Dynamic imaging, or tracking, of a “bolus” of intravascularly administered tracer can be interpreted to yield information both from the “first pass,” relating primarily to tissue perfusion, or from later “pseudo steady-state” phases, relating to transendothelial transport of the tracer between intravascular and extravascular compartments. Clearly these two processes are intimately related and not trivially resolved by temporal considerations alone. Integrated models of contrast media delivery and equilibration are emerging. Nonetheless, a practical and pragmatic distinction is often drawn between first-pass (perfusion) imaging (0–60 s) and subsequent imaging sensitive to microvascular permeability (typically over a few minutes). Different imaging strategies to track gadolinium-diethylenetriaminepentaacetic acid (Gd-DTPA) are conventionally chosen: for pseudo steady-state or “permeability” imaging, an imaging sequence sensitive to the T1 shortening effect of Gd-DTPA is commonly employed, whereas first-pass imaging tends to use an imaging approach sensitive to the magnetic susceptibility effect of the tracer (manifest as transient T2 shortening). It must, however, be emphasized that this is a practical convention, and both T2*- and T1-weighted approaches can be used to study both first pass and subsequent stages of tracer transport; their relative advantages and disadvantages (especially in terms of temporal and spatial resolution) are discussed below.

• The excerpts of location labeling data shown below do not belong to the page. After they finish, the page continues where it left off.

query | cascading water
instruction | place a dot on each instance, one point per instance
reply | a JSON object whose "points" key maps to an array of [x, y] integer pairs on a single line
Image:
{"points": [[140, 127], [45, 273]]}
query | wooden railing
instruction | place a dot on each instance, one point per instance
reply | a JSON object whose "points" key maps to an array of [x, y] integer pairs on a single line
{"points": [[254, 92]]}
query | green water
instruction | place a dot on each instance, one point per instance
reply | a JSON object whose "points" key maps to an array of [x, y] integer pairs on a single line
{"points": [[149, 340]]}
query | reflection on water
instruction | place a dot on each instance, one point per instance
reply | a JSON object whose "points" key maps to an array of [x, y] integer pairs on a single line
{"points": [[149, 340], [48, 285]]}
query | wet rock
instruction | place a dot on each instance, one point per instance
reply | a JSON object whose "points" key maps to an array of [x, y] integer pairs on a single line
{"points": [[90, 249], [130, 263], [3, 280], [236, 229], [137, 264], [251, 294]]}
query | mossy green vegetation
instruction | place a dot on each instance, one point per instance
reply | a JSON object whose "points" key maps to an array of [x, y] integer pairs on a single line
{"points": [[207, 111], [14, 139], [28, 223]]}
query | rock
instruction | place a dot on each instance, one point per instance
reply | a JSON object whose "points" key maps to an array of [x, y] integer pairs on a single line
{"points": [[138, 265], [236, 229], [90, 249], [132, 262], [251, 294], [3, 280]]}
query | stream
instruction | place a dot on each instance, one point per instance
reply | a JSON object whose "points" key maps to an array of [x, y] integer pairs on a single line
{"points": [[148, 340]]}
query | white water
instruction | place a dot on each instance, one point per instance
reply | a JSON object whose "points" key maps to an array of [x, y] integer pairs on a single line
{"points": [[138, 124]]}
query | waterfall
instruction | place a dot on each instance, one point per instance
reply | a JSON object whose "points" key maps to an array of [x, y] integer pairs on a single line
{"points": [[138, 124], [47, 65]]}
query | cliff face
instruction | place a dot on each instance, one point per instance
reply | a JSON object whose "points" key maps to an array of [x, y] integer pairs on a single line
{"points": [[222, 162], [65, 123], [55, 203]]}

The theory of dynamic contrast-enhanced MRI (DCE-MRI), and derived permeability estimation, is related to the dynamic assessment of signal changes in a tissue voxel fed by an arterial tree and drained by the venous system. Simple kinetic models relate the volume of tracer “out” to be equal to the volume “in” (conservation of matter). Two-compartment models incorporate two environments (capillary and interstitium), the exchange of water between which is governed by rate constraints. A simple exploration of the mathematics reveals how parameters of the microvasculature, namely fractional blood volume (fBV), microvascular permeability and extravascular, extracellular space (EES), can be extracted from a single dynamic scan.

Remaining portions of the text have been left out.